The reverse narrative is no novelty since the gimmicky Memento and the heartrending Irreversible. The latter film explores the same territory as this one but does so with a tragic potency because the director makes us feel that there's something at stake. By contrast, the emotional lives of Gilles (Freiss) and Marion (Bruni-Tedeschi) remain a virtual mystery to us, hinted at only in throwaway comments or hooded glances.
The film purports to be a sort of romantic mystery in which we engage in something like emotional forensics as we realise the inevitability of the first (last) scene. The problem is that the characters are, respectively, impossible to like or believe.
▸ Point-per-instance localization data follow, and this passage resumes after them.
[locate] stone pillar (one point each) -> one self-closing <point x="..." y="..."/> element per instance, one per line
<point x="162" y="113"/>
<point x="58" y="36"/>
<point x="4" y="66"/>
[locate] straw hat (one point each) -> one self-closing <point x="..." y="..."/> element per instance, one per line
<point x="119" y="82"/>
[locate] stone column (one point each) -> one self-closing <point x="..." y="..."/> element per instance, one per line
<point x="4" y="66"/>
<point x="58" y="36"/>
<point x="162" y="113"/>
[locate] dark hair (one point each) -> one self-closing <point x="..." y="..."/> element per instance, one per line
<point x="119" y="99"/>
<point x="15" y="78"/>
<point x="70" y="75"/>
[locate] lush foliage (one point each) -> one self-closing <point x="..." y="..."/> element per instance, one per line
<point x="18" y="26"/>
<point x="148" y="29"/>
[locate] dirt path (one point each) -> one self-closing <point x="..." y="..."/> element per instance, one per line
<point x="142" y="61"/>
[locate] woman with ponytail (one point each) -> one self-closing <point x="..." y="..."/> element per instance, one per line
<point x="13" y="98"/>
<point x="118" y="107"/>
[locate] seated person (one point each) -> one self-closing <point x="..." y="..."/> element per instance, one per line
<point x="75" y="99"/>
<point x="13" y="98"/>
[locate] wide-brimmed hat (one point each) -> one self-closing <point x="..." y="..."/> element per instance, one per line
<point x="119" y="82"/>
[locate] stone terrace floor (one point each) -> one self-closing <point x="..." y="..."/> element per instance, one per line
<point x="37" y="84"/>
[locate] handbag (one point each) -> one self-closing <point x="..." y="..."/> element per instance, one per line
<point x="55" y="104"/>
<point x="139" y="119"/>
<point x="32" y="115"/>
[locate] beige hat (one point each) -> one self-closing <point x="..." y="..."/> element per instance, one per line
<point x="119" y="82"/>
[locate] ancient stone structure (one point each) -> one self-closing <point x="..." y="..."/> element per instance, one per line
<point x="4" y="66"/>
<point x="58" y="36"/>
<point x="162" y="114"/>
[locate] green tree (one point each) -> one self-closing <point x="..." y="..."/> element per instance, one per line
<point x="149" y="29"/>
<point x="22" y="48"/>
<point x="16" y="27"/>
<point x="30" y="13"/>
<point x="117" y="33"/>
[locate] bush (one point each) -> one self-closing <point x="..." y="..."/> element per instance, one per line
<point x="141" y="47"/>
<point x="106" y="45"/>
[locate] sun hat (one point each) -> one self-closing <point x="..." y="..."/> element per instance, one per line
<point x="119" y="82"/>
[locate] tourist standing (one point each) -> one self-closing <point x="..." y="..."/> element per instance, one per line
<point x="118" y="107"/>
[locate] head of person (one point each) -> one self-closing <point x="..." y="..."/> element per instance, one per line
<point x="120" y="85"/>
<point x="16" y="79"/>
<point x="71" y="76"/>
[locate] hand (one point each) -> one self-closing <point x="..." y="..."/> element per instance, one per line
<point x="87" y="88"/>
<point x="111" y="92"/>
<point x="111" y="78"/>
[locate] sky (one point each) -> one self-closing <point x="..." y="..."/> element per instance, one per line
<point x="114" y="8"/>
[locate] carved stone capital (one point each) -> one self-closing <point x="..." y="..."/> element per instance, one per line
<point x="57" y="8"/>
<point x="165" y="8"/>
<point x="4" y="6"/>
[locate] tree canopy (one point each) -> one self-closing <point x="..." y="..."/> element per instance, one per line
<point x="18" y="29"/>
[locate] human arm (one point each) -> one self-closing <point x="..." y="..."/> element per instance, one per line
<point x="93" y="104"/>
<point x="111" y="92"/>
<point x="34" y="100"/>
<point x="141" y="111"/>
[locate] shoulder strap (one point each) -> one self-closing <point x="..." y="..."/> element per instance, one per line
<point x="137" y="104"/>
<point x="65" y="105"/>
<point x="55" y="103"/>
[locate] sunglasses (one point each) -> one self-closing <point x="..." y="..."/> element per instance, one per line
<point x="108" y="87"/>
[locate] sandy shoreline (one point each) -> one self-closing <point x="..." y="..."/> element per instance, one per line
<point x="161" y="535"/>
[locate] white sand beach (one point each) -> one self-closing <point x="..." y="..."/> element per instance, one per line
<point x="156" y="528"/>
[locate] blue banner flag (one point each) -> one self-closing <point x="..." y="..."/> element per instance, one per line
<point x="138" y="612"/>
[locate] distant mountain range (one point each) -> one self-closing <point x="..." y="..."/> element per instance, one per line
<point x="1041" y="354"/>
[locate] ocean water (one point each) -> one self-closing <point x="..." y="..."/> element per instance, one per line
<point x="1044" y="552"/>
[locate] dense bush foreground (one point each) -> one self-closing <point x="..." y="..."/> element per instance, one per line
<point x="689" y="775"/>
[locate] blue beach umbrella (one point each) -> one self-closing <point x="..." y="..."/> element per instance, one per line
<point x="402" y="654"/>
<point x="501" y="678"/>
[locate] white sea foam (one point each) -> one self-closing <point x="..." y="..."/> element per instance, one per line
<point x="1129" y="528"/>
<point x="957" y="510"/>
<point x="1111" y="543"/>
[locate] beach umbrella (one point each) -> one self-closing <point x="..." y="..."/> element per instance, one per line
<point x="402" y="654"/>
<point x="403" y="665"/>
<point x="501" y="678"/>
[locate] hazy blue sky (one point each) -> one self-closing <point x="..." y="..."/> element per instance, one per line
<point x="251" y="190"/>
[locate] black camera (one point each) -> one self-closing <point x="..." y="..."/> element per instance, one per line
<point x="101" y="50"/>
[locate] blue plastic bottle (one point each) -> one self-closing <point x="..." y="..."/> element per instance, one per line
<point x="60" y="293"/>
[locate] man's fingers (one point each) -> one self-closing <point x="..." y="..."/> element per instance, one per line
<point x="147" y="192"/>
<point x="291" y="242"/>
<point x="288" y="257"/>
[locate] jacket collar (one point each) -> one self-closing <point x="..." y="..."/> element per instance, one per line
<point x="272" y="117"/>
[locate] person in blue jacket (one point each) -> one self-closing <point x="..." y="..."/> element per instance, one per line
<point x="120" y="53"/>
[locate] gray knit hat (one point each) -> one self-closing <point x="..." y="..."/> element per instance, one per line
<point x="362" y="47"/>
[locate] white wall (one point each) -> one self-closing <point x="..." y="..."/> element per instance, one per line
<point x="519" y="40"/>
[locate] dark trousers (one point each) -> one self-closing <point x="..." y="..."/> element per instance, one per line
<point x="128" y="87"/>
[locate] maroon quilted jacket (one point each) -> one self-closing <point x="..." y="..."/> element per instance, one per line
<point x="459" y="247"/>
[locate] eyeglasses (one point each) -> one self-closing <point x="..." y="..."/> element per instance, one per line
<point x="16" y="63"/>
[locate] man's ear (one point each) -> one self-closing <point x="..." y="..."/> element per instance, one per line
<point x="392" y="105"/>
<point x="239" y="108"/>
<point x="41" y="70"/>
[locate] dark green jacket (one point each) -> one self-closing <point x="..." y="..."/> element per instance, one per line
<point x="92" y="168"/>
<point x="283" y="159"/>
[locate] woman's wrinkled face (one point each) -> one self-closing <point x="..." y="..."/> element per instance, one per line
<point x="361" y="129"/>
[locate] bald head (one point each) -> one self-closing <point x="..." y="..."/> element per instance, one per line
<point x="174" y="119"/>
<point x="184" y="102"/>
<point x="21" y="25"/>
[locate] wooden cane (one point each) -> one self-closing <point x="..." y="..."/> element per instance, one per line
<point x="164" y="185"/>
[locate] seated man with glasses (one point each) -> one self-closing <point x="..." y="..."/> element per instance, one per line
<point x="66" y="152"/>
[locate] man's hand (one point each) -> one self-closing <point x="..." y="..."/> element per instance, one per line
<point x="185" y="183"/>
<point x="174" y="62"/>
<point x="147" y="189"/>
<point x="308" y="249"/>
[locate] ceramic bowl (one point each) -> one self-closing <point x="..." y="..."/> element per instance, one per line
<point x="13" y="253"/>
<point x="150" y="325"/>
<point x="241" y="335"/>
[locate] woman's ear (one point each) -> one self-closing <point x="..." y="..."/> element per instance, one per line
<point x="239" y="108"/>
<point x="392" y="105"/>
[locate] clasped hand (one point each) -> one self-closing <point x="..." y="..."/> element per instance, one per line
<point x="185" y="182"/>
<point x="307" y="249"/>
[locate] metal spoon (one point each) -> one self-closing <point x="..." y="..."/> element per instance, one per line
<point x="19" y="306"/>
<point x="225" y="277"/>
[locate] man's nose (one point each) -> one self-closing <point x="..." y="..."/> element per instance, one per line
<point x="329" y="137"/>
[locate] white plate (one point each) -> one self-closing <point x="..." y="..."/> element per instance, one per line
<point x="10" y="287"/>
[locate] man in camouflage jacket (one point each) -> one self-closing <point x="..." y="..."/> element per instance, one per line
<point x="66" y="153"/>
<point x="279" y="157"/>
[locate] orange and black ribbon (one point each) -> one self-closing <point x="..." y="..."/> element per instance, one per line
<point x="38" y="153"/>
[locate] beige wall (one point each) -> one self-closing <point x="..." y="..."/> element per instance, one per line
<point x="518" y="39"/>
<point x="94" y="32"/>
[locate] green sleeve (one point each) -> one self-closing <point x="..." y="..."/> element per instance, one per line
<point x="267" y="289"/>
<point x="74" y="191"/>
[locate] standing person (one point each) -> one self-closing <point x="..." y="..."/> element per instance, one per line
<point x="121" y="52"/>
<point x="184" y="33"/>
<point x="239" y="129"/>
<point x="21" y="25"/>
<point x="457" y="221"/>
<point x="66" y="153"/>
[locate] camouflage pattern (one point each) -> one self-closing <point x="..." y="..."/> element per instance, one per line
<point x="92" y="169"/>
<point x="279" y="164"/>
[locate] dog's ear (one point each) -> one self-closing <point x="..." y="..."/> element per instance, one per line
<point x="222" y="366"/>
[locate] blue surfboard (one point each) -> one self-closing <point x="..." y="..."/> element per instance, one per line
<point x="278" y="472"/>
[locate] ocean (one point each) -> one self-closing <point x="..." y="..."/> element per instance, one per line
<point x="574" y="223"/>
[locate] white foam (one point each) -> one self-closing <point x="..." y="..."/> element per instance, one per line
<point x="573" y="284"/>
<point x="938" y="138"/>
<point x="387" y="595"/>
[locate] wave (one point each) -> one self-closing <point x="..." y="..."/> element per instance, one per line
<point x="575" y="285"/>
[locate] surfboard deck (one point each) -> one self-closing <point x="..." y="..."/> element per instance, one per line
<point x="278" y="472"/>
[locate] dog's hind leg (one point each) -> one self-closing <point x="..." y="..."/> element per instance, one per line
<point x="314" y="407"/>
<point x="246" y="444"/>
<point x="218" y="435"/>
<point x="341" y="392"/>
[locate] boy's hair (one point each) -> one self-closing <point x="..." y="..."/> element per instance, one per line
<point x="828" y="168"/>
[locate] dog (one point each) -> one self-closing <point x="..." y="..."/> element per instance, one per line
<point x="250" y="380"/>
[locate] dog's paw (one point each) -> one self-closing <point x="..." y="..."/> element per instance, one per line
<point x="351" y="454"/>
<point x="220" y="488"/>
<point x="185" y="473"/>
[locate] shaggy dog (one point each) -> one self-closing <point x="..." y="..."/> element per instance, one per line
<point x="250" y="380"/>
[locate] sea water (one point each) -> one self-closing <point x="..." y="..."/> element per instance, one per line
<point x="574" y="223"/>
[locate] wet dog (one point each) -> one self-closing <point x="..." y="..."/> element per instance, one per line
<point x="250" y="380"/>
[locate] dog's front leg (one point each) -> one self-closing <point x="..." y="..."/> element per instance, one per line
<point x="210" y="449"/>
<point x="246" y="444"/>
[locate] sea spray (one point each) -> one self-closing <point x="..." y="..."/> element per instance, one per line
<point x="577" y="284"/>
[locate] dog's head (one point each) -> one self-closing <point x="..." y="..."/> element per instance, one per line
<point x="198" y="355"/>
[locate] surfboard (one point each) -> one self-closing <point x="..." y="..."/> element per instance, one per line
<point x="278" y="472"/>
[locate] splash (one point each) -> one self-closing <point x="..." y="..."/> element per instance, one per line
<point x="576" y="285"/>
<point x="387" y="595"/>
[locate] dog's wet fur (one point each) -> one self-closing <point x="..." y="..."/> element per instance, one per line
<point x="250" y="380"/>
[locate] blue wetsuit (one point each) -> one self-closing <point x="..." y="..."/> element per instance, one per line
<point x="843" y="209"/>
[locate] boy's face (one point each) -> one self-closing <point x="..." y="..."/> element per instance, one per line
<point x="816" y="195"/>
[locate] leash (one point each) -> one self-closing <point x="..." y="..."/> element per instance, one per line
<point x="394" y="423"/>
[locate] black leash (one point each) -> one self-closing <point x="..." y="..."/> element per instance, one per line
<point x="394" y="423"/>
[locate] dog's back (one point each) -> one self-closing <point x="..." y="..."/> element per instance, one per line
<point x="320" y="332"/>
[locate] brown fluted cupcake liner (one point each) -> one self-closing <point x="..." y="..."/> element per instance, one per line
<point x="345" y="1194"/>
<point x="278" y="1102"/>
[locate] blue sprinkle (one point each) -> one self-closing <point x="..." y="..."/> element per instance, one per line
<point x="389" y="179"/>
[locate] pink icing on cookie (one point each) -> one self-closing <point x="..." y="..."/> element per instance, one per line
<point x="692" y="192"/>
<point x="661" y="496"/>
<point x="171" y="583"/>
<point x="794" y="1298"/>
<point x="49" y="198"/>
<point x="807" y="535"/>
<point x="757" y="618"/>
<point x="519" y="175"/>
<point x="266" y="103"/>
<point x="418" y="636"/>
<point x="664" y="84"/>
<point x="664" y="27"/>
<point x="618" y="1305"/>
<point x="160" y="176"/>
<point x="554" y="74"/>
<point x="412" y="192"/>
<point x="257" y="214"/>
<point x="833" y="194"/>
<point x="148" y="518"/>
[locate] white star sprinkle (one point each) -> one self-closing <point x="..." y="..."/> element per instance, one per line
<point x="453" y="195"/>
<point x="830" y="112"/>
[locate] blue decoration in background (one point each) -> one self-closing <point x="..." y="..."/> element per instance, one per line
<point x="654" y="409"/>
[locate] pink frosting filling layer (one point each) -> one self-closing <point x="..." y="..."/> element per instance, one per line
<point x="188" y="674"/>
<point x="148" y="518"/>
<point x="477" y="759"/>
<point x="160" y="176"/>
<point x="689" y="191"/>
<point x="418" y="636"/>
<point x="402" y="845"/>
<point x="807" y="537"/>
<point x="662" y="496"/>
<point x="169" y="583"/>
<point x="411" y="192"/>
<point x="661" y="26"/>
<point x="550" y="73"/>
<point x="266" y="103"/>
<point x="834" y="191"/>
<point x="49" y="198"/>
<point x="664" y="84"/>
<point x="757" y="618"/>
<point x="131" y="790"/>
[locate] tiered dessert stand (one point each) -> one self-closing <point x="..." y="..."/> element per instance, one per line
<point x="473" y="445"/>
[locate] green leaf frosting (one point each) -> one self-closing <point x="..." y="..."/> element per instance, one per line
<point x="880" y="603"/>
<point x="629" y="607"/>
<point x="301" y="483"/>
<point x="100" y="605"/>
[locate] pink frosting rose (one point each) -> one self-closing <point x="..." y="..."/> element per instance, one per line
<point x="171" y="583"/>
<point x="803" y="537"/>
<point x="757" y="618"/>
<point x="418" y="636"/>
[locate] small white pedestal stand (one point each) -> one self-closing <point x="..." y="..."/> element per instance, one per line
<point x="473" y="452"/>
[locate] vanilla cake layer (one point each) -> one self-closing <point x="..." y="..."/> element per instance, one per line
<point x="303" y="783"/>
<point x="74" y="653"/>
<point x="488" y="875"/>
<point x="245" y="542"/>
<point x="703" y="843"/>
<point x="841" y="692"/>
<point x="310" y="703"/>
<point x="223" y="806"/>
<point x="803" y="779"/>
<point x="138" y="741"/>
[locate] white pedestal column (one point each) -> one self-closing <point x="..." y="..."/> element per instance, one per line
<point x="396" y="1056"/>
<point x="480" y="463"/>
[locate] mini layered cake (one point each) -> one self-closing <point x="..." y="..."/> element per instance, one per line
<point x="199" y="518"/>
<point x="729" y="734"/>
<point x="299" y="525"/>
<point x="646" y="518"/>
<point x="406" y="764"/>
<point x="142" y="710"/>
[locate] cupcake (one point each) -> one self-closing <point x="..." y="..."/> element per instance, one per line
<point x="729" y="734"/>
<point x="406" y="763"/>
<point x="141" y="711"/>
Gilles is an odious, self-centred emotional adolescent (some women may think this rings true) and, though the very watchable Bruni-Tedeschi tries hard to make Marion breathe, she drowns in a mid-film wedding-night scene that is laughably implausible.
Rejigged into chronological order, this is a bland and rather banal story, a cold and comfortless study of curdled expectation. "Nobody won," one character says to another at the start (end). "It's just over." Problem is, it's just beginning.
CAST: Valeria Bruni-Tedeschi, Stephane Freiss Director: Francois Ozon
RUNNING TIME: 90 minutes
RATING: R18 (violence, offensive language, drug use, sex
SCREENING: Rialto
VERDICT: An anatomy of a marriage told in reverse is rather banal because the emotional lives of its two lovers remain a mystery.